What about all those Flops?
The one statement that we heard over and over again was that MS was sold on the peak theoretical performance of the Xenon CPU. Ever since the announcement of the Xbox 360 and PS3 hardware, people have been set on comparing MS's figure of 1 trillion floating point operations per second to Sony's figure of 2 trillion floating point operations per second (TFLOPs). Any AnandTech reader should know for a fact that these numbers are meaningless, but just in case you need some reasoning for why, let's look at the facts.
First and foremost, a floating point operation can be anything; it can be adding two floating point numbers together, or it can be performing a dot product on two floating point numbers, it can even be just calculating the complement of a fp number. Anything that is executed on a FPU is fair game to be called a floating point operation.
Secondly, both floating point power numbers refer to the whole system, CPU and GPU. Obviously a GPU's floating point processing power doesn't mean anything if you're trying to run general purpose code on it and vice versa. As we've seen from the graphics market, characterizing GPU performance in terms of generic floating point operations per second is far from the full performance story.
Third, when a manufacturer is talking about peak floating point performance there are a few things that they aren't taking into account. Being able to process billions of operations per second depends on actually being able to have that many floating point operations to work on.

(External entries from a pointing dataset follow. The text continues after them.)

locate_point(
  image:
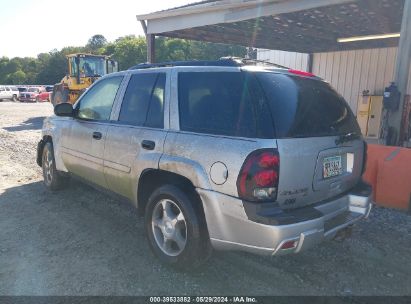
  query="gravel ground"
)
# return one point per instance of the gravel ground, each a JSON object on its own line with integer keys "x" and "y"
{"x": 80, "y": 242}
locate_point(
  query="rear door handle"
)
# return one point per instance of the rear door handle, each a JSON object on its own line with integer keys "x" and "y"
{"x": 97, "y": 135}
{"x": 148, "y": 144}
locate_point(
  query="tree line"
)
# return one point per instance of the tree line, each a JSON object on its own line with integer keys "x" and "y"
{"x": 50, "y": 68}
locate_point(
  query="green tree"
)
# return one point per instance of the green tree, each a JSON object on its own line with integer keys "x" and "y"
{"x": 96, "y": 43}
{"x": 18, "y": 77}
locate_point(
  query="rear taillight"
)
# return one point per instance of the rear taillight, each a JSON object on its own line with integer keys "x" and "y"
{"x": 258, "y": 178}
{"x": 364, "y": 158}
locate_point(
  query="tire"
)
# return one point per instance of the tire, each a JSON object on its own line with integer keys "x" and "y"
{"x": 177, "y": 236}
{"x": 53, "y": 179}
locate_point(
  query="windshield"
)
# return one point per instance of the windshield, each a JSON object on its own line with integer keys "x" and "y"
{"x": 92, "y": 66}
{"x": 304, "y": 107}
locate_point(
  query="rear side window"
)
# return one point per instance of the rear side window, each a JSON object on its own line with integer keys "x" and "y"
{"x": 303, "y": 107}
{"x": 223, "y": 103}
{"x": 143, "y": 103}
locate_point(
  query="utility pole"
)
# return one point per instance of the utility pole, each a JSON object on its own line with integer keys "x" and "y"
{"x": 402, "y": 69}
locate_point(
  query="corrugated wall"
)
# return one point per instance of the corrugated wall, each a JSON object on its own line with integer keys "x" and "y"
{"x": 350, "y": 72}
{"x": 292, "y": 60}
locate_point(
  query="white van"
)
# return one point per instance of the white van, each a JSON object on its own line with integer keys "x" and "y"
{"x": 9, "y": 92}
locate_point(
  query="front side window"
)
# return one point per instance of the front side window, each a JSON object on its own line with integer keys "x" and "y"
{"x": 98, "y": 101}
{"x": 143, "y": 103}
{"x": 92, "y": 66}
{"x": 73, "y": 67}
{"x": 223, "y": 103}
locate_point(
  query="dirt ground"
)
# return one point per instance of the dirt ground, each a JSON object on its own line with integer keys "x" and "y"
{"x": 81, "y": 242}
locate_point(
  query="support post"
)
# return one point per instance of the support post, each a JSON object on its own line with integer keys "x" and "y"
{"x": 402, "y": 68}
{"x": 151, "y": 48}
{"x": 310, "y": 62}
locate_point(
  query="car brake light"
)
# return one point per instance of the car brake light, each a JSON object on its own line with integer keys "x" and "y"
{"x": 301, "y": 73}
{"x": 259, "y": 176}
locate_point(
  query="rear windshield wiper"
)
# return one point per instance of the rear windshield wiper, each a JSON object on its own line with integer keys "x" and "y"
{"x": 347, "y": 137}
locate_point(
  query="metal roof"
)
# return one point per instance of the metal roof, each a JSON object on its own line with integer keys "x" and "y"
{"x": 307, "y": 26}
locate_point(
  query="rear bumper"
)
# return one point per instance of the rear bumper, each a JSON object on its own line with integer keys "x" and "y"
{"x": 231, "y": 229}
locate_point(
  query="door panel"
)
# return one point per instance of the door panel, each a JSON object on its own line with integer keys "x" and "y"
{"x": 83, "y": 141}
{"x": 81, "y": 153}
{"x": 125, "y": 158}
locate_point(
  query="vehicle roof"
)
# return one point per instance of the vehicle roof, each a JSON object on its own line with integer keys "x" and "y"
{"x": 88, "y": 55}
{"x": 235, "y": 62}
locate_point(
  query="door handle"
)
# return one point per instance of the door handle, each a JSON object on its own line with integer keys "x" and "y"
{"x": 148, "y": 144}
{"x": 97, "y": 135}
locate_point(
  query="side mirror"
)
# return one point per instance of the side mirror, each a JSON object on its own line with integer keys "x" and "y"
{"x": 64, "y": 109}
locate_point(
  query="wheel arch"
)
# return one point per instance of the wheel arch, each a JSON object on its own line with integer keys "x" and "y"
{"x": 152, "y": 179}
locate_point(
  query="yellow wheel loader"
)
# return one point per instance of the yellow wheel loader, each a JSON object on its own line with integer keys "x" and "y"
{"x": 83, "y": 71}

That means that you have to have enough bandwidth to keep the FPUs fed, no mispredicted branches, no cache misses and the right structure of code to make sure that all of the FPUs can be fed at all times so they can execute at their peak rates. We already know that's not the case as game developers have already told us that the Xenon CPU isn't even in the same realm of performance as the Pentium 4 or Athlon 64. Not to mention that the requirements for hitting peak theoretical performance are always ridiculous; caches are only so big and thus there will come a time where a request to main memory is needed, and you can expect that request to be fulfilled in a few hundred clock cycles, where no floating point operations will be happening at all.
So while there may be some extreme cases where the Xenon CPU can hit its peak performance, it sure isn't happening in any real world code.
The Cell processor is no different; given that its PPE is identical to one of the PowerPC cores in Xenon, it must derive its floating point performance superiority from its array of SPEs. So what's the issue with 218 GFLOPs number (2 TFLOPs for the whole system)? Well, from what we've heard, game developers are finding that they can't use the SPEs for a lot of tasks. So in the end, it doesn't matter what peak theoretical performance of Cell's SPE array is, if those SPEs aren't being used all the time.
-
Don't stare directly at the flops, you may start believing that they matter.